Originating Author: Nathan Thompson
With an enormous amount of bad press surrounding tape (primarily submitted by disk-only vendors) it is interesting that customers continue to deploy it as a fail-safe “backstop.” I will expand on this point.
In its most severe form "loss of data" is equivalent to “loss of enterprise.” Given the dependency of organizations on IT and IT applications, the cost of downtime has grown to an average of $3M per hour (for Fortune 1000 companies). But what happens in the event of permanent data loss? It’s catastrophic - even potentially deadly when one considers the full impact on our information driven military, health care, energy and public services sectors.
Disk based backup has a significant role in IT. Labor can be saved, remote backups can be consolidated and user initiated fast restores all produce economic benefit. However, in rare events, disks systems are subject to hardware failure, application failure, hash failures, undetected bit errors, operating system failure, fire, flood, accidental deletion and even sabotage. Organizations will always depend on tape for a final backstop, guarding against the unthinkable—simply because the unthinkable is un-survivable.
From Spectra Logic’s perspective, we see tape as a growth market. There has been much market consolidation and many vendors have failed or are on the path to failure. Given our financial stability, and long term (non public, non-VC funded) orientation we have been able to invest and expand our market share for the last 29 years. Our customers continue to use tape. In all of our known cases, after an extensive process of technology investigation, none of our customers have migrated entirely away from tape storage.
From my perspective as CEO of a profitable and growing tape library company, I’m going to take this time to predict a few relevant trends in this industry:
- First, LTO has become the dominant tape format. Over the last five years we have seen the demise or near demise of Mammoth, QIC, DLT, AIT, SAIT, Travan, 9940 and SDLT. I predict that we will view the near demise of T10000, 9840 and possibly DAT over the next three years. IBM’s 3592 (AKA TS11x0, which incidentally shares its underlying technology with LTO giving it the cost and quality benefits of high volume production) and LTO will carry on through 2020.

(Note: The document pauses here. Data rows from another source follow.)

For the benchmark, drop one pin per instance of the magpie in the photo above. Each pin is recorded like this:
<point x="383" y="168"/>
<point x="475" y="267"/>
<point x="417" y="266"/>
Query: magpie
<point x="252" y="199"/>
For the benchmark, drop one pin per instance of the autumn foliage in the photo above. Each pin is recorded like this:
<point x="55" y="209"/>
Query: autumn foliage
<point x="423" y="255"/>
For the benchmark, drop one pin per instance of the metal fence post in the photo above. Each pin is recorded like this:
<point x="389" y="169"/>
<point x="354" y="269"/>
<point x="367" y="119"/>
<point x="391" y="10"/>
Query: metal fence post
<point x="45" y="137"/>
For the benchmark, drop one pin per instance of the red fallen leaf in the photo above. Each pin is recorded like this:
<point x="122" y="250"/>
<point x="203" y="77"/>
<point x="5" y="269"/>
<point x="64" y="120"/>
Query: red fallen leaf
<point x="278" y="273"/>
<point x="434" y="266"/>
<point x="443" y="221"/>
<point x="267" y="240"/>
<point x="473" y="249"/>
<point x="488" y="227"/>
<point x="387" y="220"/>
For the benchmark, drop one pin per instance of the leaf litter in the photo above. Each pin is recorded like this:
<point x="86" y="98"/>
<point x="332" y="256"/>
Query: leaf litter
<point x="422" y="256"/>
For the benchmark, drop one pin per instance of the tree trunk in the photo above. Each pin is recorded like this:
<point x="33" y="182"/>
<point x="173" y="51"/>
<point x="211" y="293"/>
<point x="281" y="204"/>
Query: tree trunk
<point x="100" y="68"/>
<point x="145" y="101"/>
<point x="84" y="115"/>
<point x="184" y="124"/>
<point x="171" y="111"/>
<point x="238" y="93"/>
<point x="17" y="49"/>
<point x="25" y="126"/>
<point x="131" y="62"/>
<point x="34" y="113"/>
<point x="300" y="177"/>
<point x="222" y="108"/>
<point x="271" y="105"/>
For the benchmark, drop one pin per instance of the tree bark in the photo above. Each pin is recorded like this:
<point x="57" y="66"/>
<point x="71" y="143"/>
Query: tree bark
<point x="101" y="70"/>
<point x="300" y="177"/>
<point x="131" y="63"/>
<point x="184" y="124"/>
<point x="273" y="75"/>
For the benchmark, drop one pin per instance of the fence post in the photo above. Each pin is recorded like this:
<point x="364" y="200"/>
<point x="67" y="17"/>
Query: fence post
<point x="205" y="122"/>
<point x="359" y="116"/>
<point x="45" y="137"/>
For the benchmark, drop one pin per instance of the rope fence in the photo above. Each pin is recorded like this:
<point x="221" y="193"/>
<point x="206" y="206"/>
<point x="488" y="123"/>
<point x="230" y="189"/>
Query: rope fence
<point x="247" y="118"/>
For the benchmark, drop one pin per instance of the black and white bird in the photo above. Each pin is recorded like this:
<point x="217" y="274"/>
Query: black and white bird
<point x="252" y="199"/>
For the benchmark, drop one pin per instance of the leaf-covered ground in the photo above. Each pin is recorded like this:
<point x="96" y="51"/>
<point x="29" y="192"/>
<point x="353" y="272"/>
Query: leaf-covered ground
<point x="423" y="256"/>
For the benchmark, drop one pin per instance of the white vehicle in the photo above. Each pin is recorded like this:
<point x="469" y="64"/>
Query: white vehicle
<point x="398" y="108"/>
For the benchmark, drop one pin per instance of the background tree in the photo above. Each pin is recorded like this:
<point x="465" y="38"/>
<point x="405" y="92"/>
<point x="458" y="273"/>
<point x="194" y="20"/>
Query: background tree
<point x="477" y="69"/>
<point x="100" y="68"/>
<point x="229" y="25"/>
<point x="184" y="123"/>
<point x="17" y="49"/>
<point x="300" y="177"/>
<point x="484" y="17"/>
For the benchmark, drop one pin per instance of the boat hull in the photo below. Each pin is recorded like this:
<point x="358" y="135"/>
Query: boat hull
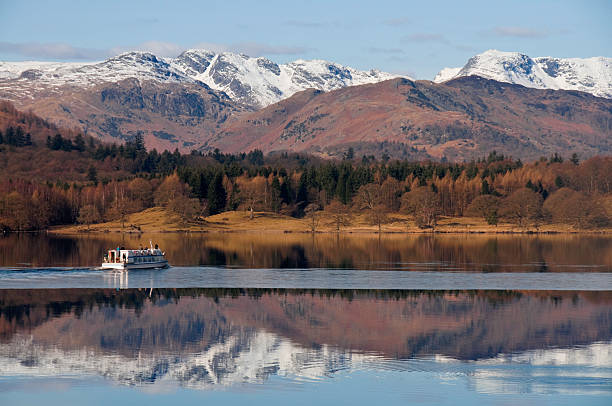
<point x="124" y="266"/>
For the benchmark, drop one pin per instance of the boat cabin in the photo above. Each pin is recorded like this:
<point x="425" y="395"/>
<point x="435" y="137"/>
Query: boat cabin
<point x="142" y="256"/>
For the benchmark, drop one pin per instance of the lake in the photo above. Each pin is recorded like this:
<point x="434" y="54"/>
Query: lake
<point x="297" y="319"/>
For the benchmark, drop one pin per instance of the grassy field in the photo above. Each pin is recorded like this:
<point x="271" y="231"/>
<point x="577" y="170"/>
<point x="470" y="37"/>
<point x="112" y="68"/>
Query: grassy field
<point x="158" y="219"/>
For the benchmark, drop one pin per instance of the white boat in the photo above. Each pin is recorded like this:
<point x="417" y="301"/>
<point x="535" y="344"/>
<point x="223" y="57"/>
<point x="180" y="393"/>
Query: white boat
<point x="146" y="258"/>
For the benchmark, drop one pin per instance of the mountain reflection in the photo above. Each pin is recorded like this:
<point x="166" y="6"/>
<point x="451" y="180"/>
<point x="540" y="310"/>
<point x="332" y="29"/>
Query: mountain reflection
<point x="207" y="337"/>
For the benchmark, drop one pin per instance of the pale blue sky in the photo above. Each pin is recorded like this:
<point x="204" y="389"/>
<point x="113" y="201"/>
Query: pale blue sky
<point x="415" y="38"/>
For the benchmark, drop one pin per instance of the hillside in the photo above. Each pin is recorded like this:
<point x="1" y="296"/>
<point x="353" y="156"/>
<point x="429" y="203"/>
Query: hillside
<point x="460" y="119"/>
<point x="167" y="115"/>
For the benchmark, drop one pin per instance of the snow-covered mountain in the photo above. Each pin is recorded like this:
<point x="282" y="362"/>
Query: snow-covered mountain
<point x="256" y="82"/>
<point x="591" y="75"/>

- Second, there will only be three or four relevant library manufacturers in three years. The volume and price leader will be BDT, who will continue to sell its products through OEMs such as HP, Dell and Sun. The brand leader will be IBM, who will continue to take share and ultimately dominate mainframe attached tape. The technology leader is and will continue to be Spectra Logic - further adding to its intellectual property portfolio of library encryption, density, disk integration, Media Lifecycle Management, connectivity, reliability and ease of use. There may be a few companies servicing their installed base, but generally the supplier base will have shrunk to just a few leaders.
- Third, in three years the industry pundits will continue to predict the “death of tape”, as they have for the last 46 years.
Action Item: Continue to use tape as a backstop against catastrophic data loss. But be careful in your vendor and media selection. Make sure that the the standards you choose will be supported for years to come so that in the unlikely case you need to get to your data, you can.